January 24, 2012 | Borough of Manhattan Community College
David Steingard was just 16 when he enrolled at BMCC, and had grown up in the neighborhood.
“I played stick ball on these streets when I was a kid,” he says. “The park in front of the college used to be a sand pit, and there were sculptures there, including a big red fire engine we used to climb on.”
His father, Barry Steingard, opened the well-known Tribeca restaurant, The Cupping Room Café, in 1977, and “I used to take naps on the coffee bags,” says Steingard. “My sister and I would stop by on our way to school and get a nice sour cream muffin and hot chocolate.”
After transferring to Baruch College, where he earned a bachelor’s degree in advertising and marketing, he graduated from New York Law School, and was working as a criminal prosecutor in Brooklyn when family friend and actor Hugh Jackman—who plays Wolverine in the hit movie, X-Men—proposed the three men, Jackman, Steingard and his father, open a coffee shop together in Tribeca, with proceeds going to help sustainable farmers, worldwide.
Entrepreneurism—”the last pioneering spirit”
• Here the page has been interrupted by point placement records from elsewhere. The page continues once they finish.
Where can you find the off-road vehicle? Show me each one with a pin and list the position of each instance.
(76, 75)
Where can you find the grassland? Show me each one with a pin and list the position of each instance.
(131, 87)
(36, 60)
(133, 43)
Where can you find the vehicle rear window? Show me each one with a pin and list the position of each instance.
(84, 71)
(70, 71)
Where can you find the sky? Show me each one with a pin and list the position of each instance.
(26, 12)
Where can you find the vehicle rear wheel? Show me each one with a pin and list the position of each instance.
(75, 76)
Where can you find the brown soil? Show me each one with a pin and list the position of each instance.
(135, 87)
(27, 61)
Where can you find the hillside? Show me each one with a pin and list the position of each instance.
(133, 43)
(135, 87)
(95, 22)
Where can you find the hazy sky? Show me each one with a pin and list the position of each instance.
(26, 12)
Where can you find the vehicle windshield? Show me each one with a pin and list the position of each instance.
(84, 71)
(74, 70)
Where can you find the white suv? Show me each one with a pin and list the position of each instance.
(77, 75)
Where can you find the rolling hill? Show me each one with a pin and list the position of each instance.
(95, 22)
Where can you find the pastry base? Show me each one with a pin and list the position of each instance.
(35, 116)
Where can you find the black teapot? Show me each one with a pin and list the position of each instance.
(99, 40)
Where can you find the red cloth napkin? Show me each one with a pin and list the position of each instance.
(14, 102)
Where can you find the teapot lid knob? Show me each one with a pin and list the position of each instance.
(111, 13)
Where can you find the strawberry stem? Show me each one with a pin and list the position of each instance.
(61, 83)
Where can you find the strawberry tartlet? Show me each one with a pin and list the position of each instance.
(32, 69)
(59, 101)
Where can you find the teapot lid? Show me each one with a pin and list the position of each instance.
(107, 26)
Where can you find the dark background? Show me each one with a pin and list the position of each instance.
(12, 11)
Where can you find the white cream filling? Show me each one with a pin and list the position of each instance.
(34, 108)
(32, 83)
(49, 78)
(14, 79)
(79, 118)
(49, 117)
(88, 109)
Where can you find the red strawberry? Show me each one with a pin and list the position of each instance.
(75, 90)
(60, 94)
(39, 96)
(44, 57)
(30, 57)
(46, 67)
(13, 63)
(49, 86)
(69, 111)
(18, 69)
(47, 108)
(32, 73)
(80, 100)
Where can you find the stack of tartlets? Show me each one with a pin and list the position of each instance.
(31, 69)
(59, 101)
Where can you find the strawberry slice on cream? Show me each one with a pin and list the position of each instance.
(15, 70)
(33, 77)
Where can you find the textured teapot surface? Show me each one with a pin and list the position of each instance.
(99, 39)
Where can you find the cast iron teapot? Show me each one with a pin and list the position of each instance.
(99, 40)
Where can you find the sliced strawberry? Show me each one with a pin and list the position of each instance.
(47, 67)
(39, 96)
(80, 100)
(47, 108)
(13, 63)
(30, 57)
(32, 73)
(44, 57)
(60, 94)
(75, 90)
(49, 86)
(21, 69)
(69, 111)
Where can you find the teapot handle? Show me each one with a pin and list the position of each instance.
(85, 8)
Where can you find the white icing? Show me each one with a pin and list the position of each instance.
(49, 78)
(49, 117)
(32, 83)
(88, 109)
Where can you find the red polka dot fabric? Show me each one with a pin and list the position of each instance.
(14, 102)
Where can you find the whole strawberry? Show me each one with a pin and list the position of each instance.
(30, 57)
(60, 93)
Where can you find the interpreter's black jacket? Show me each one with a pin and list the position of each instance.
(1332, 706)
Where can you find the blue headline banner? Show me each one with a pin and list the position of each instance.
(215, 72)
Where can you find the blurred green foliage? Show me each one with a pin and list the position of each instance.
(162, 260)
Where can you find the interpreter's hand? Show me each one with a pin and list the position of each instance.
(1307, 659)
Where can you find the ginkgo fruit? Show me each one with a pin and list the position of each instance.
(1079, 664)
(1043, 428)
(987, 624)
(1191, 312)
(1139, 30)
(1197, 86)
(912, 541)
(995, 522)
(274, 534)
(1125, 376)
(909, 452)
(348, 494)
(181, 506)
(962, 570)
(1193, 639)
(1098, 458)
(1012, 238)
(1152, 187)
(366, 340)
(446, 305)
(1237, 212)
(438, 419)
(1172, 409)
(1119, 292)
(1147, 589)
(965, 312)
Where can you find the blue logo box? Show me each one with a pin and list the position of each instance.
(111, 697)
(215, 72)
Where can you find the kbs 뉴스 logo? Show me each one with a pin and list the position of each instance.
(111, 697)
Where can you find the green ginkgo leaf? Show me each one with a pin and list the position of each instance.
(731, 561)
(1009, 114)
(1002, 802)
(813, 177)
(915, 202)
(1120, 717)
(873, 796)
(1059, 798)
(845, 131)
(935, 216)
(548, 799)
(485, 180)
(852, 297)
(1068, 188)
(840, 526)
Laughing Man Coffee & Tea was founded through Hugh Jackman’s company, Laughing Man Worldwide. “We’re basically designed around the Paul Newman model,” says Steingard. “All the profits go to charity, and we make that possible by creating really good consumer goods.”
Steingard and the Laughing Man team have been inspired by Newman’s book, co-written with A.E. Hotchner, In Pursuit of the Common Good: Twenty-Five Years of Improving the World, One Bottle of Salad Dressing at a Time.
“I think the entrepreneurial spirit is this country’s last pioneering spirit,” says Steingard. “Our model is, we want to bring in other companies under our umbrella, but they have to subscribe to our philanthropic values.”
Jackman founded Laugh Man Worldwide after he and his wife, the actress Deborra-Lee Furness, visited Ethiopia with World Vision International, and Jackman met a coffee farmer, Dukale, who “changed the way I looked at the world,” he says. “As Dukale and I planted coffee trees together, I began to see the potential for one man’s hard work to transform an entire community.”
“Dukale, we look at as our muse,” says Steingard, and adds that the next steps for Laughing Man will be to provide education for farmers on how to upgrade the processing of their coffee crop.
“Farmers in very small towns take their beans to a ‘washing station’; five local villages might do that and their beans are all mixed together,” he explains. “Then, the coffee is taken to an even larger pool in the production chain. Instead, we’d like to see them go smaller, and not have so many middle-men involved.”
Education—the silver bullet
Profits from Laughing Man Coffee & Tea also support local initiatives, including the Harlem Village Academies, three acclaimed charter schools in New York City.
These schools, founded by former Time Warner Executive Deborah Kenny, are widely recognized as a leader in the education reform movement. Students enter below grade-level, and yet, after a few years, make remarkable gains.
“Education is the key to changing people’s lives—we feel that’s the ‘silver bullet’,” says Steingard. “We support innovative, educational pursuits that address character; respect and honesty, as well as scholastic growth.”
A student of business, law—and coffee
“I love coffee, absolutely,” says Steingard. “I wouldn’t claim to be an expert on coffee, but I claim to be a student of it.”
Laughing Man offers a proprietary blend, “184 Duane,” (named after the shop’s Tribeca address), which the team created by experimenting with combinations of beans.
They also offer “Dukale’s Dream,” another proprietary blend, as well as single-origin coffees from Indonesia, Panama, Papua Guinea and other countries, all of which “come from a particular farm, a particular season, and have a particular taste,” Steingard says.
Has it helped having a movie star as a business partner? “Of course,” says Steingard. “He’s our spokesperson, and Hugh is known all around the world, for his genuine philanthropic work.”
Still, he says, “Whether you have connections or not, nothing replaces hard work. If you drink coffee, tea or hot chocolate, we make a good product, and that’s something we’re proud of.”